Foma again looked at the petitioner; the latter stood before him, covered more with mud than with clothes, and, trembling with intoxication, waited obstinately, staring at Foma with blood-shot, swollen eyes.
“Is that the way to ask?” inquired Foma.
“How else? Would you want me to go down on my knees before you for a ten-copeck piece?” asked the bare-footed man, boldly.
“There!” and Foma gave him a coin.
“Thanks! Fifteen copecks. Thanks! And if you give me fifteen more I’ll crawl on all fours right up to that tavern. Do you want me to?” proposed the barefooted man.
“Go, leave me alone!” said Foma, waving him off with his hand.
“He who gives not when he may, when he fain would, shall have nay,” said the barefooted man, and stepped aside.
Foma looked at him as he departed, and said to himself:
“There is a ruined man and yet how bold he is. He asks alms as though demanding a debt. Where do such people get so much boldness?”
And heaving a deep sigh, he answered himself:
“From freedom. The man is not fettered. What is there that he should regret? What does he fear? And what do I fear? What is there that I should regret?”

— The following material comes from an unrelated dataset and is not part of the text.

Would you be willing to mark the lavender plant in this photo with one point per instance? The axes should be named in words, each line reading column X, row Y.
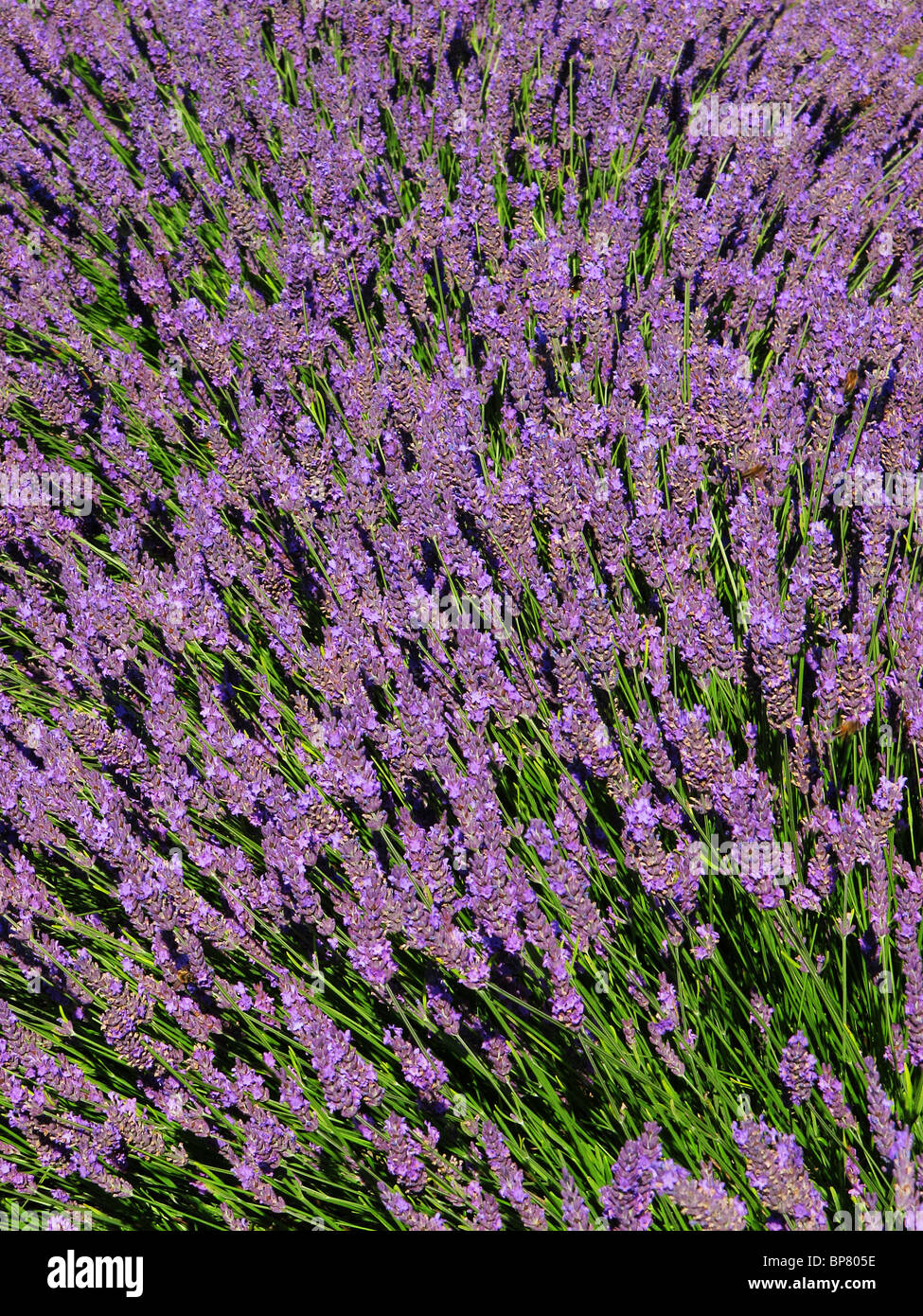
column 326, row 328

These two questions seemed to strike Foma’s heart and called forth in him a dull perplexity. He looked at the movement of the working people and kept on thinking: What did he regret? What did he fear?
“Alone, with my own strength, I shall evidently never come out anywhere. Like a fool I shall keep on tramping about among people, mocked and offended by all. If they would only jostle me aside; if they would only hate me, then—then—I would go out into the wide world! Whether I liked or not, I would have to go!”
From one of the landing wharves the merry “dubinushka” [“Dubinushka,” or the “Oaken Cudgel,” is a song popular with the Russian workmen.] had already been smiting the air for a long time. The carriers were doing a certain work, which required brisk movements, and were adapting the song and the refrain to them.